Department of Medicine, University of Alberta, Edmonton, AB, Canada.
School of Public Health, University of Alabama at Birmingham, Birmingham, AL, USA.
Int J Obes (Lond). 2022 Dec;46(12):2107-2113. doi: 10.1038/s41366-022-01211-2. Epub 2022 Aug 27.
BACKGROUND/OBJECTIVES: Obesity is often considered to increase the risk for premature mortality. Higher fasting insulin and c-reactive protein are associated with higher body mass index (BMI) and all-cause mortality, so may confound the association between obesity and mortality. Our objective was to determine the independent associations between BMI, fasting insulin, c-reactive protein, and all-cause mortality in a general population sample.

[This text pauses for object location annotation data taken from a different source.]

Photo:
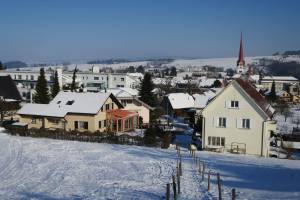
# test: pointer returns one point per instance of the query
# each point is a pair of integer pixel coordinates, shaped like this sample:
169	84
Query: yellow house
238	120
79	111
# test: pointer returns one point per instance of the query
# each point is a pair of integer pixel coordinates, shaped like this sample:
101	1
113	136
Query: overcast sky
37	30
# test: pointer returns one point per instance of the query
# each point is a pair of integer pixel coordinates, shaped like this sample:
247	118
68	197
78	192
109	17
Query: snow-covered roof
201	100
67	102
181	100
123	92
279	78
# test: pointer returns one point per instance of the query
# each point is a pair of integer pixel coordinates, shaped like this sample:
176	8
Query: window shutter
239	122
251	123
228	104
216	122
227	122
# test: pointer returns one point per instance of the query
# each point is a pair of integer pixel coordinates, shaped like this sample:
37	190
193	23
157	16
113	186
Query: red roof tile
118	113
256	96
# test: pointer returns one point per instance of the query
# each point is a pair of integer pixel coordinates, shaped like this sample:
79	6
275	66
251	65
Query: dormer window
70	102
234	104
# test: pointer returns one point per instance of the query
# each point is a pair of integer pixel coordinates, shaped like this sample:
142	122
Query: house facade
238	120
79	111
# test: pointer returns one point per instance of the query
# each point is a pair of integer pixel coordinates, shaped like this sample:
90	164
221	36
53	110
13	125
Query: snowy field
178	63
52	169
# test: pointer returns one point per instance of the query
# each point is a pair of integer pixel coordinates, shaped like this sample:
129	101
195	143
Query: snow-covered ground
51	169
286	127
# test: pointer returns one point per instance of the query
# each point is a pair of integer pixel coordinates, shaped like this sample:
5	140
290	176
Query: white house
238	120
129	99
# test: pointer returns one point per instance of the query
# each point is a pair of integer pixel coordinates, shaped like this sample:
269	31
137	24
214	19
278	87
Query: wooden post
208	181
180	167
174	187
178	183
168	192
203	171
200	168
219	186
233	194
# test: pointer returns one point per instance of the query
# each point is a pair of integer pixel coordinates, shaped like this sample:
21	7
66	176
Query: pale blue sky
37	30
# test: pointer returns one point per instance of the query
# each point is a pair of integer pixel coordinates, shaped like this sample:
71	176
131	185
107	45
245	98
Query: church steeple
241	61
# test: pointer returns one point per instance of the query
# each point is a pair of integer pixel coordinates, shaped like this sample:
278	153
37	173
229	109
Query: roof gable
69	102
8	89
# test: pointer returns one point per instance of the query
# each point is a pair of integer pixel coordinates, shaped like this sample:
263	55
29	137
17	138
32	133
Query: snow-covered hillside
179	63
52	169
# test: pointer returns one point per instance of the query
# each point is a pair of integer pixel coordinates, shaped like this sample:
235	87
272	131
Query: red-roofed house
238	120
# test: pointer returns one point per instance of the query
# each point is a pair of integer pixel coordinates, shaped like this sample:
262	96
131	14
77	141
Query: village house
79	111
179	104
238	120
129	99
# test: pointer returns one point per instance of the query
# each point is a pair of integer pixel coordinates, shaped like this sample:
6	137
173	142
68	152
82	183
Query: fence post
178	183
233	194
208	181
174	187
219	186
180	167
168	192
203	171
200	167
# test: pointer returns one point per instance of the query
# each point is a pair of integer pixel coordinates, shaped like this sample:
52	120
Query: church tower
240	66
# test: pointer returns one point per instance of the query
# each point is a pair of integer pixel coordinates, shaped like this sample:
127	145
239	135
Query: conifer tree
73	85
42	92
145	90
173	71
272	94
55	87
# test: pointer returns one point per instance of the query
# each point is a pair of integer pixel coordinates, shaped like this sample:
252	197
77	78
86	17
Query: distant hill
15	64
278	68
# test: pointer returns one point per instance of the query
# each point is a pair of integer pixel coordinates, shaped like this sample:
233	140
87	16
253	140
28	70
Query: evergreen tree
42	93
55	87
272	95
73	85
145	90
217	84
173	71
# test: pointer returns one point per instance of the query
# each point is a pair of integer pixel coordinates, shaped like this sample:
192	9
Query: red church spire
241	61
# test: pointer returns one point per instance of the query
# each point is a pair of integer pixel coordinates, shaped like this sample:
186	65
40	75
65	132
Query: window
81	125
70	102
234	104
246	123
216	141
222	122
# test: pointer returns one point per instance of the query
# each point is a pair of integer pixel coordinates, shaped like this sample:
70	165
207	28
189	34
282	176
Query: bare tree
287	113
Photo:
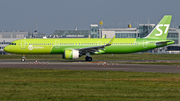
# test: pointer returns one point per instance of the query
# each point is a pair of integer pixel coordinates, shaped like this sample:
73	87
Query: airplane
73	48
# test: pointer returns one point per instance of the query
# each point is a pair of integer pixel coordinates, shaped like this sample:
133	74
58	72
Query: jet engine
70	54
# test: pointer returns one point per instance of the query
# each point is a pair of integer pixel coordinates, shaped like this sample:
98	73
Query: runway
93	66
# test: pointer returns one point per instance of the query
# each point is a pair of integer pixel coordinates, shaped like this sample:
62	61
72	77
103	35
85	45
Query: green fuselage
58	45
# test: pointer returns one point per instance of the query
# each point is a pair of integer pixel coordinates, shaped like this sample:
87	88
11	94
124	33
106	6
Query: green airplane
73	48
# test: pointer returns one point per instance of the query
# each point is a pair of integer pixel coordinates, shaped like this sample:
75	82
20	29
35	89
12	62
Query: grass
48	84
100	57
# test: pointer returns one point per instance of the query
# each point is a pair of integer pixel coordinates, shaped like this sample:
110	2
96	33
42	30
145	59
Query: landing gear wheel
22	59
88	58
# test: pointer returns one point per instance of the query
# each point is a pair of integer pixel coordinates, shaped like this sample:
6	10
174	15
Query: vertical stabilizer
161	29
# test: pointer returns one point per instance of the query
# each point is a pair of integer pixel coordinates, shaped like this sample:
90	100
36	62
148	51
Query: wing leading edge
95	48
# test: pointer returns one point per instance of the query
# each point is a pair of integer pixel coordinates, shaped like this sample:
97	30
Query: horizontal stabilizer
163	42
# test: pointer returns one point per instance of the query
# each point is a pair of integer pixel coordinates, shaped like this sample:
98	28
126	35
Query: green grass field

This prospective cohort study included non-institutionalized US adults (≥20 years) from the National Health and Nutrition Examination Surveys 1999-2000 to 2013-2014. The main exposures of interest were BMI, fasting insulin, c-reactive protein. Mortality data were obtained through linking participants to the National Death Index (ending December 31, 2015).

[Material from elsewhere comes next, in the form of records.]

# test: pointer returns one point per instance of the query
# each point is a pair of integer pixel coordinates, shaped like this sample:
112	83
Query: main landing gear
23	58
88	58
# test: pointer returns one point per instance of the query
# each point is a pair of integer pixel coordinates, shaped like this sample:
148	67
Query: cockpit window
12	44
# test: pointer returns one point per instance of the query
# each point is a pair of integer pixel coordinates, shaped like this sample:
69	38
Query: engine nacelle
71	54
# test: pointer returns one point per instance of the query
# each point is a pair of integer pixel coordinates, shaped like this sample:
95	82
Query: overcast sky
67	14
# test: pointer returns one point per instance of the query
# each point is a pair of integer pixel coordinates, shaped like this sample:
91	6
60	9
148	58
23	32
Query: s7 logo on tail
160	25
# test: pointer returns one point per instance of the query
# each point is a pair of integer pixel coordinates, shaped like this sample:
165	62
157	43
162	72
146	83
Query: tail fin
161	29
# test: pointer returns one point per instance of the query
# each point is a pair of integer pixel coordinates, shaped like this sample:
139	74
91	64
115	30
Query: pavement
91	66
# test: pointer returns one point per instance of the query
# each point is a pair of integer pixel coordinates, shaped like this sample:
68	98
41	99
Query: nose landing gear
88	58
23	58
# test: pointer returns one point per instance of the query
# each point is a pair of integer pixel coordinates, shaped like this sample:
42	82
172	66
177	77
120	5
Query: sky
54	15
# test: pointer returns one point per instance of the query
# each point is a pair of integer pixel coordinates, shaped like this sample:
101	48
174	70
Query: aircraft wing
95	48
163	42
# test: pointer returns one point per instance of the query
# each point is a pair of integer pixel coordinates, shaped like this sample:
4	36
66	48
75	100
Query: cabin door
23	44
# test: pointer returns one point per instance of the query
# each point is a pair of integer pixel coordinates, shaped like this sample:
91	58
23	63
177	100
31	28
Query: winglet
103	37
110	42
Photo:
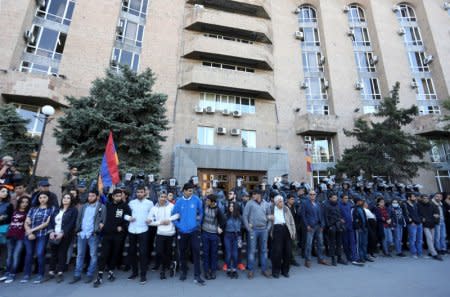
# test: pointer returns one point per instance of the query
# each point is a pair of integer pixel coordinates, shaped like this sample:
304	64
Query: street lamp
47	111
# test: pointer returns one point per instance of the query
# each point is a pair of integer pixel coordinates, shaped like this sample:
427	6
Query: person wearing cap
312	216
44	186
113	237
429	215
190	210
256	221
283	233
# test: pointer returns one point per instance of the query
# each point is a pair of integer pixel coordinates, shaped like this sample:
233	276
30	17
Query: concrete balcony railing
31	88
257	55
314	124
257	85
258	8
205	19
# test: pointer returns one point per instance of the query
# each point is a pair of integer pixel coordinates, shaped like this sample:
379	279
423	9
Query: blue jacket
312	216
191	214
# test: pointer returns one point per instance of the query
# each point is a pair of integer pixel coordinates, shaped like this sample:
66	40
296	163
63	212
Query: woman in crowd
61	229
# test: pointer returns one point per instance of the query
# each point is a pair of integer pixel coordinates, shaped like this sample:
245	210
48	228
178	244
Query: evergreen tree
15	141
125	104
383	148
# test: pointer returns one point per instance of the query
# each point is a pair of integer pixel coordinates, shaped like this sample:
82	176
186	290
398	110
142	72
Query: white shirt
279	216
140	210
58	221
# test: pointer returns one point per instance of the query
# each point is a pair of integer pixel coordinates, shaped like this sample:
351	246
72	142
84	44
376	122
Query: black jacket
68	222
427	212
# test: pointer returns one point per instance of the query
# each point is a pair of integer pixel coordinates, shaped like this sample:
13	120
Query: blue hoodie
191	214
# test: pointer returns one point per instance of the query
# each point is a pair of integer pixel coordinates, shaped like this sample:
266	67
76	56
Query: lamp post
47	111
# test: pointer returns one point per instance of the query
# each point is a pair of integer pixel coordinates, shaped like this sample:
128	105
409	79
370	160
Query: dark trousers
191	240
140	239
281	249
334	242
164	250
110	252
59	253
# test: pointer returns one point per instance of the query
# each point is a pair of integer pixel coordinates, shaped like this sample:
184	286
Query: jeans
15	247
398	236
31	246
256	237
415	238
387	240
82	244
231	250
362	240
317	233
439	237
210	245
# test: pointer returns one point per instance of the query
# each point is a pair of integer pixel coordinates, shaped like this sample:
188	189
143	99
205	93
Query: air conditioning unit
373	60
428	60
198	109
29	36
299	35
237	114
351	32
322	60
359	85
235	132
221	131
40	3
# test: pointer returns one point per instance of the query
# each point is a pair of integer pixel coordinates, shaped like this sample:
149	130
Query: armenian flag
109	171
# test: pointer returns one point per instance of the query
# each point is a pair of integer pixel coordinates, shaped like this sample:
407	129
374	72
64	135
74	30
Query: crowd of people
268	228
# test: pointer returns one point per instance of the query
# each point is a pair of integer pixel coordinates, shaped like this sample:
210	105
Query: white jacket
160	213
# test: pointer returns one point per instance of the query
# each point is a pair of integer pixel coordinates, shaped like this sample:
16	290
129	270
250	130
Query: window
412	36
311	62
443	180
425	89
46	42
59	11
130	33
406	13
249	137
356	14
360	36
417	62
228	67
322	149
26	66
123	57
364	61
135	7
371	89
205	135
31	113
227	102
310	37
307	14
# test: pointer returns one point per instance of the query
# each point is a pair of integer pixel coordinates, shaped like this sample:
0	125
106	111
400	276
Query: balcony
430	125
314	124
31	88
200	78
257	8
256	55
237	25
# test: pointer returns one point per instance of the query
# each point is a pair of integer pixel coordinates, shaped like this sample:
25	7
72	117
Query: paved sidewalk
395	277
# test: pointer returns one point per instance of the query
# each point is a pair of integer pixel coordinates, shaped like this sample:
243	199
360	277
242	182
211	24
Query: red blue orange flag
109	171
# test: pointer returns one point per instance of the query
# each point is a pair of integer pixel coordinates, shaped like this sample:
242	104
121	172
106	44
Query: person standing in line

There were 12,563 participants with a median age of 45 years (range 20-85) and 47.9% were male. The median BMI was 27 kg/m (IQR 24-32), median fasting insulin was 54 pmol/L (IQR 35-87), and median c-reactive protein was 1.9 mg/L (IQR 0.8-4.4). In a Cox model adjusted for age, biological sex, cigarette smoking, and ten chronic conditions, higher BMI parameterized with quadratic and linear terms was not associated with mortality. When fasting insulin and the natural logarithm of c-reactive protein were included in the model, an inverse association between BMI and mortality was present (compared to the referent category of 5th percentile: 1st percentile, HR 1.10, 95% CI 1.06-1.13; 99th percentile, HR 0.48, 95% CI 0.34-0.69). In contrast, higher levels of fasting insulin and c-reactive protein were associated with an increased risk of mortality (for fasting insulin: 1st percentile, HR 0.98, 95% CI 0.97-0.99; 99th percentile, HR 1.83, 95% CI 1.48-2.26; for c-reactive protein, 1st percentile, HR 0.87, 95% CI 0.84-0.90; 99th percentile, HR 2.77, 95% CI 2.12-3.62).
Higher fasting insulin and higher c-reactive protein confound the association between BMI and the risk of all-cause mortality. The increase in mortality that has been attributed to higher BMI is more likely due to hyperinsulinemia and inflammation rather than obesity.
背景/目的:肥胖通常被认为会增加过早死亡的风险。较高的空腹胰岛素和 C 反应蛋白与较高的体重指数(BMI)和全因死亡率相关,因此可能会混淆肥胖与死亡率之间的关联。我们的目的是确定在一般人群样本中 BMI、空腹胰岛素、C 反应蛋白与全因死亡率之间的独立关联。
本前瞻性队列研究包括来自 1999-2000 年至 2013-2014 年全国健康与营养调查的非机构化美国成年人(≥20 岁)。主要感兴趣的暴露因素是 BMI、空腹胰岛素、C 反应蛋白。通过将参与者与国家死亡指数(截至 2015 年 12 月 31 日)联系起来获得死亡率数据。
共有 12563 名参与者,中位年龄为 45 岁(范围 20-85 岁),47.9%为男性。中位 BMI 为 27kg/m(IQR 24-32),中位空腹胰岛素为 54pmol/L(IQR 35-87),中位 C 反应蛋白为 1.9mg/L(IQR 0.8-4.4)。在调整年龄、生物性别、吸烟和十种慢性疾病的 Cox 模型中,用二次和线性项参数化的较高 BMI 与死亡率无关。当将空腹胰岛素和 C 反应蛋白的自然对数纳入模型时,BMI 与死亡率之间存在反比关联(与第 5 百分位的参考类别相比:第 1 百分位,HR 1.10,95%CI 1.06-1.13;第 99 百分位,HR 0.48,95%CI 0.34-0.69)。相比之下,较高的空腹胰岛素和 C 反应蛋白水平与死亡率风险增加相关(对于空腹胰岛素:第 1 百分位,HR 0.98,95%CI 0.97-0.99;第 99 百分位,HR 1.83,95%CI 1.48-2.26;对于 C 反应蛋白,第 1 百分位,HR 0.87,95%CI 0.84-0.90;第 99 百分位,HR 2.77,95%CI 2.12-3.62)。
较高的空腹胰岛素和较高的 C 反应蛋白混淆了 BMI 与全因死亡率风险之间的关联。归因于较高 BMI 的死亡率增加更可能是由于高胰岛素血症和炎症而不是肥胖。